MH 1password
SuspiciousAudited by ClawScan on May 10, 2026.
Overview
This skill is transparently about 1Password CLI use, but it gives the agent high-impact password-vault access and includes examples that could print or write secrets.
Install only if you are comfortable letting the agent help operate 1Password CLI. Keep 1Password locked until needed, specify the exact account/vault/item, require confirmation before every secret read or file write, avoid `--no-masking`, and make sure tmux sessions are killed after use.
Findings (3)
Artifact-based informational review of SKILL.md, metadata, install specs, static scan signals, and capability signals. ClawScan does not execute the skill or run runtime probes.
After authorization, the agent could access sensitive credentials available to the signed-in 1Password account if the task or later instructions are too broad.
The skill is explicitly designed to authenticate to 1Password and read or use vault secrets. That is purpose-aligned, but the artifacts do not clearly restrict which account, vault, item, or secret the agent may access.
description: Set up and use 1Password CLI (op)... reading/injecting/running secrets via op... Verify access inside tmux: `op whoami` (must succeed before any secret read).
Use this only with explicit user direction. Require confirmation for each `op read`, `op run`, `op inject`, account, vault, item, and output destination; prefer least-privilege or test vault access.
A secret could be exposed in terminal output, agent-visible logs, chat, or local files if these examples are used carelessly.
The examples document raw op commands that can print secrets, disable masking, or write secrets to local files. They are not auto-run, but they are high-impact patterns without accompanying approval or destination checks.
`op read --out-file ./key.pem op://app-prod/server/ssh/key.pem`; `op run --no-masking -- printenv DB_PASSWORD`; `op inject -i config.yml.tpl -o config.yml`
Avoid `--no-masking` and printing secrets. Ask before writing any secret file, verify paths, and prefer masked or process-local secret injection.

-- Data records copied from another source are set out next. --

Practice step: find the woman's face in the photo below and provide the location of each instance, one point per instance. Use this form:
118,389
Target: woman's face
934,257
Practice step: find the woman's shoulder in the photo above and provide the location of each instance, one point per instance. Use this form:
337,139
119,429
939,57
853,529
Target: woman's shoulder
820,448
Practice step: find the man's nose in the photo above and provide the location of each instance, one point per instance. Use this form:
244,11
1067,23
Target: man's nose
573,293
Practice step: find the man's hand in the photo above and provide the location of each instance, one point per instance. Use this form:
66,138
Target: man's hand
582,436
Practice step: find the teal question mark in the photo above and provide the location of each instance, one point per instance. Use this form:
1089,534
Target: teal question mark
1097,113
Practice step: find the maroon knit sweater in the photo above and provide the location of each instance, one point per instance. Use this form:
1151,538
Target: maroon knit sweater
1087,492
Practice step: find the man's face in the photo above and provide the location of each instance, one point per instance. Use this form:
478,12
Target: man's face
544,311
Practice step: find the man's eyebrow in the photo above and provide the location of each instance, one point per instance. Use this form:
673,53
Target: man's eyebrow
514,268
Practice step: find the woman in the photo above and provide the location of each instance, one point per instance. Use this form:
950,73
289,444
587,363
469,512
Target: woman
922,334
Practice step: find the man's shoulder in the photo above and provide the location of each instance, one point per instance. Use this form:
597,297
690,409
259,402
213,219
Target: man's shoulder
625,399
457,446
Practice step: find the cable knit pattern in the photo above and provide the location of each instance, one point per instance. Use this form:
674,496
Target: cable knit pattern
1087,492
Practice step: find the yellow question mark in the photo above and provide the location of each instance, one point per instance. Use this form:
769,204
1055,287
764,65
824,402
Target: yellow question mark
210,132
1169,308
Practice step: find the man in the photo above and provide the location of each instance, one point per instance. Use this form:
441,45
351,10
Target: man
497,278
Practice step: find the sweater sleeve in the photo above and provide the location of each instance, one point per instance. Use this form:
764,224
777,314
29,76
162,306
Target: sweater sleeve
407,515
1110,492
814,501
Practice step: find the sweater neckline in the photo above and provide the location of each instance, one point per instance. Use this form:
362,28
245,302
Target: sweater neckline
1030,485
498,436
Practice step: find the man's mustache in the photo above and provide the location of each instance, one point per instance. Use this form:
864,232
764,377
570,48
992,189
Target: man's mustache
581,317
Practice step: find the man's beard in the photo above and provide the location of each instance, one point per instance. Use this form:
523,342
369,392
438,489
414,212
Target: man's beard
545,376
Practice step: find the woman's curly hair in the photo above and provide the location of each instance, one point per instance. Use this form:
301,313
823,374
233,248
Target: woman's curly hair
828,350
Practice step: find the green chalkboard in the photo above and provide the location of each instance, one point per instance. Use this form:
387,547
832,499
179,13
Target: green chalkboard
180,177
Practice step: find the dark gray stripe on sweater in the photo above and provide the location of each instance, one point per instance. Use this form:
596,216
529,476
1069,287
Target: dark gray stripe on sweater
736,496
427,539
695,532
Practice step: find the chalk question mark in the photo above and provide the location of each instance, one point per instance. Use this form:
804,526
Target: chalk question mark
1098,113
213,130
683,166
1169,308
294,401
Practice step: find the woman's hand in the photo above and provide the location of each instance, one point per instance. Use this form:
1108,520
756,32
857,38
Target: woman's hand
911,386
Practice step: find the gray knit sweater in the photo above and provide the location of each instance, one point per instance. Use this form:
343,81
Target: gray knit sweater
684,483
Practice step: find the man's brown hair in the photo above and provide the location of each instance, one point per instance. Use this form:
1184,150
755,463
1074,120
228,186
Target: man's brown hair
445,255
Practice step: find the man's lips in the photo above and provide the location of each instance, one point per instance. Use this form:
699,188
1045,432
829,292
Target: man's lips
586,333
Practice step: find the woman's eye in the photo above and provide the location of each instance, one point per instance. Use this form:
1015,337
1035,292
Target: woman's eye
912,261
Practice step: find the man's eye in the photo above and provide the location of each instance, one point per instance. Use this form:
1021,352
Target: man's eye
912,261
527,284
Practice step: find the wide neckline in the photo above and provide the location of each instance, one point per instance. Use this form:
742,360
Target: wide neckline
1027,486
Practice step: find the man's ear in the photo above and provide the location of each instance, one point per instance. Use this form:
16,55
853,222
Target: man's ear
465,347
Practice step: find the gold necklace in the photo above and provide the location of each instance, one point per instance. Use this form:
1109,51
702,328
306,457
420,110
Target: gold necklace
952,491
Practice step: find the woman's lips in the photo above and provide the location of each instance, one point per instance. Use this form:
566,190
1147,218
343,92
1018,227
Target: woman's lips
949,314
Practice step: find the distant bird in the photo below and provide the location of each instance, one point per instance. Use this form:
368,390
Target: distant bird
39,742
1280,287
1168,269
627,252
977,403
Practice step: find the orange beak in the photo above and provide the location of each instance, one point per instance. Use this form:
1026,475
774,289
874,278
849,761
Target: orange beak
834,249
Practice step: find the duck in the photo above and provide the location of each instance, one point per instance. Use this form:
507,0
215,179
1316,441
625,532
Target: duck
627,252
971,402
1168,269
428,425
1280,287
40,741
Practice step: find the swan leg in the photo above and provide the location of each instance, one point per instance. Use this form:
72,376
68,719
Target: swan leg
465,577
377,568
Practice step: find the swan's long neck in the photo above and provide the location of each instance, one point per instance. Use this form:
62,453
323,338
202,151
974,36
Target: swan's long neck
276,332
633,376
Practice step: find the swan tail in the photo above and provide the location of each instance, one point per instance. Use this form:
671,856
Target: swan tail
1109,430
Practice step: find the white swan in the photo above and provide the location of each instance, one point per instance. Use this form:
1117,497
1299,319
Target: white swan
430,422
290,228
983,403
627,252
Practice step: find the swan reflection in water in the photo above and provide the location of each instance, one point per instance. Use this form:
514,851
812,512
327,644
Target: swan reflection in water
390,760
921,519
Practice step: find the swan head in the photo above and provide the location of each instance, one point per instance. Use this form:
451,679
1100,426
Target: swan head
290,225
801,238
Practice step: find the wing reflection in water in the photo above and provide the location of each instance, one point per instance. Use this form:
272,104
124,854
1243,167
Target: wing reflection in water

Secrets printed during a tmux session could be copied into the agent conversation or retained in logs/context.
The skill relies on capturing tmux pane output for op commands and also warns not to paste secrets into logs or chat. If secret-producing commands are captured, sensitive values may enter the agent context despite the guardrail.
`tmux -S "$SOCKET" capture-pane -p -J -t "$SESSION":0.0 -S -200` and `Never paste secrets into logs, chat, or code.`
Do not capture panes after secret-producing commands. Keep secret values out of chat, logs, summaries, and saved context; use commands that avoid printing secret material.